In a recent white paper I addressed the problem of gender diversity in the investment management industry. I reviewed the industry’s track record on the inclusion of women, explored why diversity is important, and outlined why many firms have found it so difficult to add women to their workforce. You can find my entire paper on our website here.
In this blog post I wanted to share a summary of my observations on what has worked for gender inclusion at Callan over the last 45 years and what lessons we have learned in the hope it will inform others on how the industry can progress toward equality in senior roles by gender, and by all forms of diversity.
Lesson 1: Identify Your Internal Talent Pool
Callan, established in 1973, had a large number of women in operations and administrative positions but none in the research, consulting, or senior management ranks.
What we did right was to recognize and reward the hard work, talent, and complementary perspectives of the women we already had at Callan. Over the years this approach has led to a number of talented women taking on new roles and increased responsibilities. And as those women have advanced at the firm, they have not only provided role models for other women but have actively mentored both female and male associates and helped them with their career progression.
Lesson 2: Look at Non-Traditional Career Paths
We did not just hire people with investment-oriented degrees. In fact, we had the most success with both women and men who majored in the humanities. And, of course, including both genders in our recruitment process naturally expanded the pool of job candidates.
Lesson 3: Listen to Your Associates
The key to our success was to pay close attention to all of our associates, respect their individual needs, and give them a chance to develop their talents. We encouraged all of our associates to have no fear in sharing their aspirations. As a result, we learned more about our associates’ career goals, and that became part of our planning process.
Nurturing and encouraging human beings through the obstacles and challenges of organizational change and their own careers is far from an efficient process over the short term. However, taking the time to listen and accommodate individual needs and concerns proves to be a very efficient process over the long term.

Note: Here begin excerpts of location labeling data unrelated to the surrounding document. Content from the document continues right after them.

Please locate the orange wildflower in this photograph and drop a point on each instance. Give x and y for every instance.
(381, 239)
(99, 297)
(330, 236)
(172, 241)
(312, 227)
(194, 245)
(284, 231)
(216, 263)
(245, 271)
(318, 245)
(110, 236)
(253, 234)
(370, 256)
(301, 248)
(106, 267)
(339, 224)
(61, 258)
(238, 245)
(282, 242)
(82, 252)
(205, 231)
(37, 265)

Lesson 4: Be Flexible and Fair
Callan was very early in offering flex-time and work-from-home arrangements when it made sense for everyone. We found that by allowing some “prime time” for personal and family commitments, productivity and happiness actually went up for all genders, even when the official work hours might have been less than full time. We observed that the work still got done during “unofficial hours.” And we made it clear that employees would not suffer adverse consequences from availing themselves of these options. We also took care to compensate all of our associates fairly and equitably, a process overseen by our Compensation Committee. And to better assess gender pay equality, it certainly helps that half the members of the committee are women.
Lesson 5: Avoid Rigid Rules or Goals
What we did not do was establish formal goals or rules for creating diversity. Managers have to be positively engaged and encouraged to feel good about the results and benefits of any program. Callan has a culture of “bottom-up” management. Managers on the ground have the flexibility to spot problems, to fix them, and to seize opportunities to benefit our clients as they occur. This process empowers managers to recruit and promote the people they choose, reflecting our diversity policies, without the potential for any existing organizational rule or preconception to interfere.
Lesson 6: Focus on the Long Term
We are fortunate to be independently owned by our associates. This has afforded us the flexibility to focus on long-term objectives, sometimes at the expense of short-term financial goals. We have used this flexibility to promote and maintain a strong and supportive culture, with a bedrock commitment to our values of integrity, client service, and supporting one another. This long-term perspective and our focus on promoting a healthy culture have both been important factors in allowing us to create a more diverse organization.
Lesson 7: Make It Clear That Failure Is Tolerated
We understand that people often perceive and react to their personal career risk differently. What is needed in a firm is a culture of trust that enables and encourages women—and all associates—to share their career aspirations with management without fear of judgment or retribution.
Management must also make clear its tolerance for failure. This is essential for encouraging people to take the risks that lead to learning and ultimately accomplishments. When people trust that management has their back, even in the event of failure, they act more creatively and confidently, leading to better career outcomes for themselves and better business outcomes for the firm.